The goal of MCHIP’s Newborn Health team was to scale-up proven interventions, and the Program designed its country programs with this goal in mind. As the main service provider and policymaker in countries where MCHIP worked—and with an existing service delivery platform at scale—the MoH was the key partner engaged to strengthen newborn health programs. MCHIP ensured that the MoH had a strong leadership role coordinating the national dialogue with key stakeholders and mobilizing resources to address newborn survival. The Program ensured that information on proven newborn interventions and effective delivery approaches along the household-to-hospital continuum of care (including lessons learned from other countries) were available during various national level meetings. MCHIP collaborated with the MoH and its implementing partners and donors to address the three main causes of newborn death by providing technical support to:

  • Develop overall program strategy and guidance;
  • Harmonize or develop both in-service and pre-service training materials;
  • Provide national level coordination;
  • Review and revise policies; and
  • Identify and address systems issues associated with the strengthening of existing interventions or the rolling out of new ones.

To ensure an effective coverage of selected newborn interventions, MCHIP aimed to establish an implementation foundation led by the MOH, and through which all current and future implementation partners could contribute. For example, despite the closure of MCHIP in Nigeria and Rwanda, the Program supported these Ministries to lay the foundation for KMC services in selected health facilities, which were expanded by these MoHs and their implementing partners.

How did MCHIP Newborn Health address community?
A number of studies have shown that various community interventions have significant impact in reducing the neonatal mortality rate. These interventions include structured PNC home visits by trained CHWs as recommended by the WHO/UNICEF joint statement, and discussion of maternal and newborn health issues by community groups (women’s groups in particular). MCHIP used both approaches to counsel and coach pregnant women, mothers and their families on key lifesaving newborn practices, including the importance of: receiving antenatal care; delivering with a skilled birth attendant; practicing immediate and exclusive breastfeeding; ensuring appropriate cord care; recognizing danger signs; and prompt care-seeking. MCHIP built community capacity to create an enabling environment to facilitate care-seeking for pregnant women, mothers and newborns such as the establishment of emergency funds and transportation system.  In Malawi, Bangladesh, Rwanda and  Nigeria, the Program worked with CHWs to visits pregnant women 2-3 times during the antenatal period and 2-4 times during the postnatal period, while building the capacity of community groups to improve the enabling environment for MoH practices and care-seeking.

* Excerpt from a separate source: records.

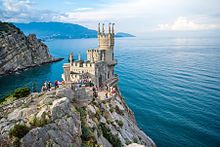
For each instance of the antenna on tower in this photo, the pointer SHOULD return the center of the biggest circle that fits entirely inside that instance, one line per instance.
(103, 28)
(99, 28)
(109, 28)
(113, 30)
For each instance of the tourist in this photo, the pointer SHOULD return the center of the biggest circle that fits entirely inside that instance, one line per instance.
(49, 85)
(44, 88)
(106, 95)
(56, 84)
(63, 82)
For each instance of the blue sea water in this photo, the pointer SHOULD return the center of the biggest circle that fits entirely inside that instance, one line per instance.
(171, 83)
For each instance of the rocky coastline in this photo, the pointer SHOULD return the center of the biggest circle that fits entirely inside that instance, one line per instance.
(19, 52)
(61, 118)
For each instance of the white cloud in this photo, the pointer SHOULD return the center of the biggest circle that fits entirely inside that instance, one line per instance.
(183, 24)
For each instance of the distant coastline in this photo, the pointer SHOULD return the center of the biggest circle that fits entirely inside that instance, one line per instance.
(58, 30)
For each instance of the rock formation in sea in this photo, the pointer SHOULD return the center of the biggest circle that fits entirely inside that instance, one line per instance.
(61, 117)
(18, 52)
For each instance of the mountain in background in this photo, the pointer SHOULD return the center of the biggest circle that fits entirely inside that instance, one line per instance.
(59, 30)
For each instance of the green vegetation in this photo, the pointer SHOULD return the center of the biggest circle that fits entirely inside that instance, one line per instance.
(21, 92)
(127, 141)
(113, 139)
(111, 110)
(18, 93)
(120, 123)
(5, 26)
(19, 131)
(117, 109)
(38, 122)
(135, 140)
(88, 137)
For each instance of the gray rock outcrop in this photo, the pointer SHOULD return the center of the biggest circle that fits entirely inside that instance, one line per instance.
(55, 119)
(19, 52)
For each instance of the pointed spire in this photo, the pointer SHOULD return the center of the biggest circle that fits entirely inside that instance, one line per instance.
(79, 56)
(113, 30)
(99, 28)
(109, 28)
(71, 58)
(103, 28)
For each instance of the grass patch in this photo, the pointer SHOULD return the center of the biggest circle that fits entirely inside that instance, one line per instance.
(16, 94)
(19, 131)
(88, 137)
(113, 139)
(120, 123)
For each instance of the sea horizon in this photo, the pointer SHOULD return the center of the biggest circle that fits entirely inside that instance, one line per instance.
(173, 83)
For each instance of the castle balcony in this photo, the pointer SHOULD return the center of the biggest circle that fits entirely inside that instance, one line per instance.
(113, 81)
(113, 62)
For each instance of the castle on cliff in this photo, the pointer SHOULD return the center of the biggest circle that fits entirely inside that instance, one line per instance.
(100, 63)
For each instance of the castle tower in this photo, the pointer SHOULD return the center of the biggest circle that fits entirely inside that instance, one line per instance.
(106, 42)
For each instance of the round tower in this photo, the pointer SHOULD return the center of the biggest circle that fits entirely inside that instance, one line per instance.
(106, 42)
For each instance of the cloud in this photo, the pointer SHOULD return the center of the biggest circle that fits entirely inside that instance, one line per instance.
(183, 24)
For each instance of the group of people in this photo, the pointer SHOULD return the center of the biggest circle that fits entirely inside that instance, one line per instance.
(110, 92)
(48, 85)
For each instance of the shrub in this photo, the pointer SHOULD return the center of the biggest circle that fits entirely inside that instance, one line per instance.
(21, 92)
(38, 122)
(127, 141)
(117, 109)
(19, 130)
(120, 123)
(113, 139)
(111, 110)
(135, 140)
(87, 133)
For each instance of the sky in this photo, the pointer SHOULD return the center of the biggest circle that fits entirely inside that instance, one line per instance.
(133, 16)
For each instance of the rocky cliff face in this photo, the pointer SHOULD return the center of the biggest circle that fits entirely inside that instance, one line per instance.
(19, 52)
(56, 119)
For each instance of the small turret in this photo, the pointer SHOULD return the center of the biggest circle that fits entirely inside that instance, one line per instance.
(79, 56)
(103, 29)
(109, 28)
(113, 29)
(71, 58)
(99, 28)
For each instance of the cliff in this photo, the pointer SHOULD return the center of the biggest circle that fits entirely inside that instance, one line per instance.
(62, 118)
(18, 52)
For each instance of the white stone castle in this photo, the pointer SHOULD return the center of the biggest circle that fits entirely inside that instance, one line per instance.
(100, 63)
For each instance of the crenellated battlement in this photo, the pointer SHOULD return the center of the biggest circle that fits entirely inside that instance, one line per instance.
(106, 40)
(99, 66)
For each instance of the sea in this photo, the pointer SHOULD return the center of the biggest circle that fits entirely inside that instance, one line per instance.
(172, 84)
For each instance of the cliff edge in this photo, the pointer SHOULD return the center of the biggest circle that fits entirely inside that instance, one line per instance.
(19, 52)
(62, 117)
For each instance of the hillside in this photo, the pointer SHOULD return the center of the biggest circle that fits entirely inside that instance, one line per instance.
(19, 52)
(59, 30)
(62, 117)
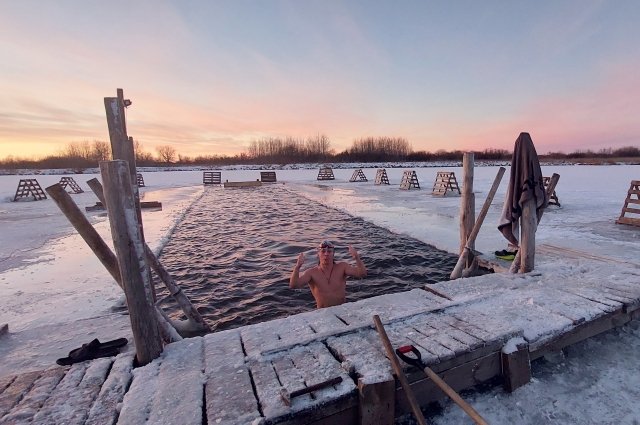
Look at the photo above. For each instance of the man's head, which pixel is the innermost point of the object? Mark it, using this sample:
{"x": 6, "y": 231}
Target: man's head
{"x": 325, "y": 251}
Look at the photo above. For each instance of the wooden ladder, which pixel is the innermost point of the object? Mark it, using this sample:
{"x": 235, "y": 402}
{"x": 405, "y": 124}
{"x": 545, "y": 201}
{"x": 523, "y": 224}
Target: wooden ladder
{"x": 633, "y": 197}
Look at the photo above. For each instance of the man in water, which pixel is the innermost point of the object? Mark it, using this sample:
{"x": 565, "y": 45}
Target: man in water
{"x": 327, "y": 280}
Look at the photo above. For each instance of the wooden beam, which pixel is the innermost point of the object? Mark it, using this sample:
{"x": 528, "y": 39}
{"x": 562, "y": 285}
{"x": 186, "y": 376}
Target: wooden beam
{"x": 129, "y": 247}
{"x": 528, "y": 227}
{"x": 85, "y": 229}
{"x": 516, "y": 367}
{"x": 468, "y": 202}
{"x": 376, "y": 402}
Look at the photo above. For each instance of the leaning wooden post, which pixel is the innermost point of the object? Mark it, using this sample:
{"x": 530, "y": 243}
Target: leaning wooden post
{"x": 129, "y": 248}
{"x": 96, "y": 187}
{"x": 175, "y": 290}
{"x": 528, "y": 227}
{"x": 85, "y": 229}
{"x": 122, "y": 148}
{"x": 468, "y": 204}
{"x": 457, "y": 270}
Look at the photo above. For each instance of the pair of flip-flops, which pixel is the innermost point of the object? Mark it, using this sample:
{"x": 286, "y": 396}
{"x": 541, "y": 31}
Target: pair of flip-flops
{"x": 93, "y": 350}
{"x": 506, "y": 255}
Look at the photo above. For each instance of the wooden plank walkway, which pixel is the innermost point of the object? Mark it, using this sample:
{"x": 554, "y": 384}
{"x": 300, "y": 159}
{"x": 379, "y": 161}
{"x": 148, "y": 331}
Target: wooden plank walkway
{"x": 236, "y": 376}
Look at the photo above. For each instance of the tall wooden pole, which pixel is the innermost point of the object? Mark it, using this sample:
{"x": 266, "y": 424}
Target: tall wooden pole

How did MCHIP Newborn Health address quality?
Quality of care was an essential component of MCHIP’s newborn health programs. It begins with making sure the various equipment and supplies needed by service providers and CHWs are available prior to initiation of any training so that the health workers can put their refreshed or newly acquired knowledge and skills to use as soon as they return to their place of work. Another element of quality assurance is using competency-based learning materials and certifying that all trainees demonstrate the required competencies in the particular intervention area at the end of training. A checklist was used by trained supervisors (usually a joint team of MCHIP and MoH staff) during post-training follow-up visits to ascertain that services are being provided at the required standards. In Ethiopia, working with the maternal health team, the Jhpiego Standard-based Management and Recognition tool used mainly for BEmOC was adapted for newborn care.